KATHMANDU: Controversy rises from time to time about who Shakespeare was. This is the suggestion being that the name was given to a barely literate buffoon when the real playwright was the Earl of Oxford, Sir Francis Bacon, the 6th Earl of Derby or Christopher Marlowe. Anonymous argues the case for Edward de Vere, the 17th Earl of Oxford.
Very few commoners of his time are as well-documented as William Shakespeare. If he had been an ordinary playwright, there would be no controversy over their authorship. But he was the greatest of all writers in English, in some ways the engine for the language’s spread around the world, and one of the supreme artists of the human race.
Because of the ingenious screenplay by John Orloff, precise direction by Roland Emmerich and the casting of memorable British actors, you can walk into the theatre as a blank slate, follow and enjoy the story, and leave convinced — if of nothing else — that Shakespeare was a figure of compelling interest.

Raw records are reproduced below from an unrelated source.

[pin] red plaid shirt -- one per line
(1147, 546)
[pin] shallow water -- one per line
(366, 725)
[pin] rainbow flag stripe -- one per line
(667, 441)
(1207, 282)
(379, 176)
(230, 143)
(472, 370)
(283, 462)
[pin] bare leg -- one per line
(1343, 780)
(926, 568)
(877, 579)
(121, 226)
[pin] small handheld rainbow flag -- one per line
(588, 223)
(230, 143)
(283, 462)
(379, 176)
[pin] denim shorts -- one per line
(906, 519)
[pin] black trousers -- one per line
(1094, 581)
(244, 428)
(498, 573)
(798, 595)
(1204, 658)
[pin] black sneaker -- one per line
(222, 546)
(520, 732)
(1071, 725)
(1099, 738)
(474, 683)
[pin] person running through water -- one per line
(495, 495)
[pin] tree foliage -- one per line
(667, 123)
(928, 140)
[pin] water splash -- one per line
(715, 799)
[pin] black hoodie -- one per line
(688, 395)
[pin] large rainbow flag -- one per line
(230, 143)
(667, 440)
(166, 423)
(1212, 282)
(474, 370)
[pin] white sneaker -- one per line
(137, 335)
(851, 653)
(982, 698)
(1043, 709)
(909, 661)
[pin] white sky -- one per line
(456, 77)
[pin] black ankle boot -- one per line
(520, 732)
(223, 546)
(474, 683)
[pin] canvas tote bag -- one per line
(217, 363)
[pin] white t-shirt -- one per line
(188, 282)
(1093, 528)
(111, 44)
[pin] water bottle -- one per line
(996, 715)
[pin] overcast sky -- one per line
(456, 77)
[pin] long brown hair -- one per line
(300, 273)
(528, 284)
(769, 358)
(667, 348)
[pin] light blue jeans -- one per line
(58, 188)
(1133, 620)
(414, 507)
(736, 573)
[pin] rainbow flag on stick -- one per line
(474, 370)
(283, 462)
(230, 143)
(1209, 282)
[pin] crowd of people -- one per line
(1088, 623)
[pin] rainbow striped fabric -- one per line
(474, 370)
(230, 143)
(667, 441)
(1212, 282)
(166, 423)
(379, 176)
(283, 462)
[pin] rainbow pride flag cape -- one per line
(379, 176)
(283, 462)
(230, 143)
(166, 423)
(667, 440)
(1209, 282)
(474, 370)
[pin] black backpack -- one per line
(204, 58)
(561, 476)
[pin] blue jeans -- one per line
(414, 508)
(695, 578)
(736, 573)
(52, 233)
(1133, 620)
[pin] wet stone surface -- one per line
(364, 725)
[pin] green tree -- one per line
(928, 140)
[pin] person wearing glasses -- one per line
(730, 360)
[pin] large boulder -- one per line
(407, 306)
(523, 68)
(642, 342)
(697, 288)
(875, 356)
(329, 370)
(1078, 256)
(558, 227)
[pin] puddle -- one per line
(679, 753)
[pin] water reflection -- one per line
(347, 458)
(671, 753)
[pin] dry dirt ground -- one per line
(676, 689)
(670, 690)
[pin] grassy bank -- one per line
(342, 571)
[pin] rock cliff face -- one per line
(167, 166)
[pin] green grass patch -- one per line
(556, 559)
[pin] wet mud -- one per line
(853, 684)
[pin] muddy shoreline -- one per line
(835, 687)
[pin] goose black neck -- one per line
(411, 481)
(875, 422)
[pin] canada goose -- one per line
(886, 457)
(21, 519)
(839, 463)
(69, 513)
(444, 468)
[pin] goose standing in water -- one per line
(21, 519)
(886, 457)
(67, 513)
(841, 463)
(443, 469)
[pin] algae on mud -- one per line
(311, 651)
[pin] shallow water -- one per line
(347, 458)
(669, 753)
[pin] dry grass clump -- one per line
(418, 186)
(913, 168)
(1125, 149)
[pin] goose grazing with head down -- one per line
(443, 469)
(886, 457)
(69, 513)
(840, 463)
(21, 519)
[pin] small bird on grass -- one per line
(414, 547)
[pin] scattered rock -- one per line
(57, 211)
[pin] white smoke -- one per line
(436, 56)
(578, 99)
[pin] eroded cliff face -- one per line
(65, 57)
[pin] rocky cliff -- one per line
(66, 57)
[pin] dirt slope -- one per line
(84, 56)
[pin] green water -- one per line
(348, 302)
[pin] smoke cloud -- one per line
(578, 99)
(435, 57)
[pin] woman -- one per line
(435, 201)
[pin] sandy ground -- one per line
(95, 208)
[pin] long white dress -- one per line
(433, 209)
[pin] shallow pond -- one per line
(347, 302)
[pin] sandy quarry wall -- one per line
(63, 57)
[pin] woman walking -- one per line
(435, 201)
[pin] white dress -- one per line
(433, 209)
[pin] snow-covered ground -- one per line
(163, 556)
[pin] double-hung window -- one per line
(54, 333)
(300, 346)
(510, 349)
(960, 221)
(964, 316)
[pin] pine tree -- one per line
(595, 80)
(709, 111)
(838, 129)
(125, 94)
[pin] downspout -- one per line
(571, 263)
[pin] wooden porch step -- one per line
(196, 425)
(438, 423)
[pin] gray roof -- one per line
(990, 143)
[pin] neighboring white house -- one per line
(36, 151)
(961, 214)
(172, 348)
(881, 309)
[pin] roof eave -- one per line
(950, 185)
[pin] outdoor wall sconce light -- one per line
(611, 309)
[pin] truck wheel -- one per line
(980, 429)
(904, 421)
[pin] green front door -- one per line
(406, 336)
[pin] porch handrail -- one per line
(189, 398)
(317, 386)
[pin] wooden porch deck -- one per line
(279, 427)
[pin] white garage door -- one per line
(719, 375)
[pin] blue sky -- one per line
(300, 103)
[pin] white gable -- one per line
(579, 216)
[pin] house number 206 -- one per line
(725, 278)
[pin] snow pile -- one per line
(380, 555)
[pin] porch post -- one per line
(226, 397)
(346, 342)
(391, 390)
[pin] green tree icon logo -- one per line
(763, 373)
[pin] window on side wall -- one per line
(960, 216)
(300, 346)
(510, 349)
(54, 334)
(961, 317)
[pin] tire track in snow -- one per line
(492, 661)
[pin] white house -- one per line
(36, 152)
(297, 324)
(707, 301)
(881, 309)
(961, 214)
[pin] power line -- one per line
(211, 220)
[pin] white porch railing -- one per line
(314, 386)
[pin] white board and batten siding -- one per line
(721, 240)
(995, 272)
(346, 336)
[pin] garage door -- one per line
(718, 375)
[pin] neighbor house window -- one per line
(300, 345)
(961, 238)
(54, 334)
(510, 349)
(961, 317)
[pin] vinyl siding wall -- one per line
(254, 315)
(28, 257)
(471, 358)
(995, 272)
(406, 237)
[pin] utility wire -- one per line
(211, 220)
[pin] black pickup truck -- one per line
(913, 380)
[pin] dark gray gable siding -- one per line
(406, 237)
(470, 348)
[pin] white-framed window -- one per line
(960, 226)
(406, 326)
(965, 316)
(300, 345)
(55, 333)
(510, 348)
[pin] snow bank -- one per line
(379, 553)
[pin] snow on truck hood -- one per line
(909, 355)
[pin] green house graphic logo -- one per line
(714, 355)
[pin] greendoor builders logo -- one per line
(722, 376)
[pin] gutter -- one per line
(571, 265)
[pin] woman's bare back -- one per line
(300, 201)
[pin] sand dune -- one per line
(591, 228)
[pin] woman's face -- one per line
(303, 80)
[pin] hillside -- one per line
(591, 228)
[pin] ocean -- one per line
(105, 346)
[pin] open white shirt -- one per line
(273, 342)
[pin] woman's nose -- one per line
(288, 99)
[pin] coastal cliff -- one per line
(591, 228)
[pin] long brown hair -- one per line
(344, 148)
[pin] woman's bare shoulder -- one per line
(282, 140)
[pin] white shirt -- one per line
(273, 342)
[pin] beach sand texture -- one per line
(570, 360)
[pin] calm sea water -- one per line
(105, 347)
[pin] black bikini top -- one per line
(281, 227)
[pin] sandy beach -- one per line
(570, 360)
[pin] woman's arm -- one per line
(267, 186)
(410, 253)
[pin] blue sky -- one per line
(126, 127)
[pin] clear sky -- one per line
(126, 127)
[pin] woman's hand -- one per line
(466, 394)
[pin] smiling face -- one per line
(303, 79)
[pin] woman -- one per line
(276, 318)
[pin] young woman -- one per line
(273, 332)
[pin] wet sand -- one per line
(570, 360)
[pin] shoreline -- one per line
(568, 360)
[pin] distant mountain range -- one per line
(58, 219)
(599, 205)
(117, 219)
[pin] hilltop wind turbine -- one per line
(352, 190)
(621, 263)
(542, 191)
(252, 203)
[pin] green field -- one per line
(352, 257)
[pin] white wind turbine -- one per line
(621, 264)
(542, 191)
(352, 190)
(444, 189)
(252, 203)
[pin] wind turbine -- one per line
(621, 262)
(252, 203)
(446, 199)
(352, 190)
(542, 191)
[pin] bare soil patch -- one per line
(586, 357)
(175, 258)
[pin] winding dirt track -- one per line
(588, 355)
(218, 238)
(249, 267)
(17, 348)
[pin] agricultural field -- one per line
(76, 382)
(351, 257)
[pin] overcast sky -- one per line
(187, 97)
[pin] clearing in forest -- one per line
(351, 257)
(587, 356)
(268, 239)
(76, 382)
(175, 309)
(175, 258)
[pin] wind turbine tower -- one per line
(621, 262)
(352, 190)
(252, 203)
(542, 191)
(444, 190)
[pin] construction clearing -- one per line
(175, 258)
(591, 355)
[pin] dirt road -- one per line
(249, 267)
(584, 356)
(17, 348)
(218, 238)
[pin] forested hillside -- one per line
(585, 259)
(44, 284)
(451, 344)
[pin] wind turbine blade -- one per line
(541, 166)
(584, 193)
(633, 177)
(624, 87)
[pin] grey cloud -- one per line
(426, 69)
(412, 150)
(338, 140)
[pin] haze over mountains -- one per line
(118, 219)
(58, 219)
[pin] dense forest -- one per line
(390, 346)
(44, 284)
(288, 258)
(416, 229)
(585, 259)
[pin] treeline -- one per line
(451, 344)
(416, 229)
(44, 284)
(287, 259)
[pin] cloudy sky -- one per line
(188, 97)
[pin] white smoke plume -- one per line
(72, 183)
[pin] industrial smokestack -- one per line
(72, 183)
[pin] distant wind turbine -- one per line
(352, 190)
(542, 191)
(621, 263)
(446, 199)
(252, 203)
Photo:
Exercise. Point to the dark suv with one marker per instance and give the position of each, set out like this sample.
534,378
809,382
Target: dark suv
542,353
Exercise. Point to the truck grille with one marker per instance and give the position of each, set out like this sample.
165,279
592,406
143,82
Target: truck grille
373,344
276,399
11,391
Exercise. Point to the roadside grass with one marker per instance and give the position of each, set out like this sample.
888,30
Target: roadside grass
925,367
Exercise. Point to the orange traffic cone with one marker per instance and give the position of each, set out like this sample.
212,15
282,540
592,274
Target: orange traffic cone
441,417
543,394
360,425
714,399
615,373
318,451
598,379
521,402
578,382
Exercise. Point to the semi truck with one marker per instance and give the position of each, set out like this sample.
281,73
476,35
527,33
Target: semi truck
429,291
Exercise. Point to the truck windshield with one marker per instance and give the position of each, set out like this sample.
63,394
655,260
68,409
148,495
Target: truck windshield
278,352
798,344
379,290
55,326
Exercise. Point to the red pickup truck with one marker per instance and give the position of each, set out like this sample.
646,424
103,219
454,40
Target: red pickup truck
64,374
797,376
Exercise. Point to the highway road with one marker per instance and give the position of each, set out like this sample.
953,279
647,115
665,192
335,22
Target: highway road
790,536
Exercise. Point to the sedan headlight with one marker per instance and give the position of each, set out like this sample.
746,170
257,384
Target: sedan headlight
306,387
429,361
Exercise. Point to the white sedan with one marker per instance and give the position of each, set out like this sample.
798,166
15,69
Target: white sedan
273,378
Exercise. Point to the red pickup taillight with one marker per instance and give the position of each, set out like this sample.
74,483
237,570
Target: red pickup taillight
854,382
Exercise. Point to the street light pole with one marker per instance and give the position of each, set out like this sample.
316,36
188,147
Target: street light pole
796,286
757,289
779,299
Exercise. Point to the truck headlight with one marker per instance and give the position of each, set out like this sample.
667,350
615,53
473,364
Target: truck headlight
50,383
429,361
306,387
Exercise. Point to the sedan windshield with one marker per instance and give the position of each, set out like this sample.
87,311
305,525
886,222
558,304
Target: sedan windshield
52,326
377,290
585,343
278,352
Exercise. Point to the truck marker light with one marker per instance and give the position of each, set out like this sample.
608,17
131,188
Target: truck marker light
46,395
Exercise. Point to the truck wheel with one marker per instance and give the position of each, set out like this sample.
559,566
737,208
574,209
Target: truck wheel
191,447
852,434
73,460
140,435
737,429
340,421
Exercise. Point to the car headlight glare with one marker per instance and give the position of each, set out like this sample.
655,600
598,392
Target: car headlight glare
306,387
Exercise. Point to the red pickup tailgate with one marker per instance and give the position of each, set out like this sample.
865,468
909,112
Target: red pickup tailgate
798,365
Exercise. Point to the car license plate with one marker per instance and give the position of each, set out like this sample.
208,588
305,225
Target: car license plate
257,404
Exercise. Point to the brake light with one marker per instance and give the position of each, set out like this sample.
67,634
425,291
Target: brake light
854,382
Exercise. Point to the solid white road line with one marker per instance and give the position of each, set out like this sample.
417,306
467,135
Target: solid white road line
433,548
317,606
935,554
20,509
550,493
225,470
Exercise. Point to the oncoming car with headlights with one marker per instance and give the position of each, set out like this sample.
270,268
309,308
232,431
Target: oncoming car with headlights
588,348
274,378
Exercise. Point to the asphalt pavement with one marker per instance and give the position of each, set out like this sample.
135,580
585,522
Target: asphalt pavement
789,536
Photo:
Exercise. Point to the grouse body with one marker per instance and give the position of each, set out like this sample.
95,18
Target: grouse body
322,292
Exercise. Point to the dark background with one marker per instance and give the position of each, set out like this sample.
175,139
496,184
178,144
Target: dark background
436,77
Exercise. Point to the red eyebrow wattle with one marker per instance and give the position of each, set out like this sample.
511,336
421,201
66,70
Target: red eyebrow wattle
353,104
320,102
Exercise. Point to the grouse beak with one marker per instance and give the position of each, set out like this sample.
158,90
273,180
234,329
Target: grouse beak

The character of Shakespeare (Rafe Spall) is drawn a notch of two above the village idiot. Witless and graceless, there is no whiff of brilliance about him, and indeed the wonder is not that this man could have written the plays but that he could articulate clearly enough to even act in some of them (about which there seems to be no doubt).
Edward de Vere, the Earl of Oxford (Rhys Ifans), however, seems the very template of genius. His manner, his bearing, his authority, his ease in the court of Elizabeth all conspire to make him a qualified candidate. He was so well-connected with the crown in fact that the movie speculates he may have been the lover of the young Elizabeth (Joely Richardson) or the son of the older Elizabeth (Vanessa Redgrave). Not both.
The film also plunges us into the rich intrigue of the first Elizabethan age, including the activities of the Earl of Essex (Sam Reid), whose plot to overthrow the queen led to the inconvenience of beheading. Incredibly, for a film shot mostly on German sound stages, Anonymous richly evokes the London of its time, when the splendour of the court lived in a metropolis of appalling poverty and the streets were ankle-deep in mud. It creates a realistic, convincing Globe Theater, which establishes how intimate it really was. The groundlings could almost reach out and touch the players, and in the box seats, such as Oxford himself could witness the power of his work, which was credited to the nonentity
All of that makes Anonymous a splendid experience: the dialogue, the acting, the depiction of London, the lust, jealousy and intrigue. But I must tiresomely insist that Edward de Vere did not write Shakespeare’s plays. Apparently Roland Emmerich sincerely believes he did. Well, when he directed 2012, Emmerich thought there might be something to the Mayan calendar.
In a New York Times article, the Shakespeare scholar James Shapiro has cited a few technicalities: (a) de Vere writes and stars in A Midsummer Night’s Dream when he was nine years old, and (b) “he died in 1604, before 10 or so of Shakespeare’s plays were written.”
Why then does this question arise from time to time? I feel it’s because of the distance from then to now and I believe that there is such a thing as ‘scholar speak’ where in Ivy draped university students who have chosen Shakespeare as a thesaural subject must dismiss other contenders to the title of the genius of William Shakespeare and only then may they proceed with their thesis then it’s easy.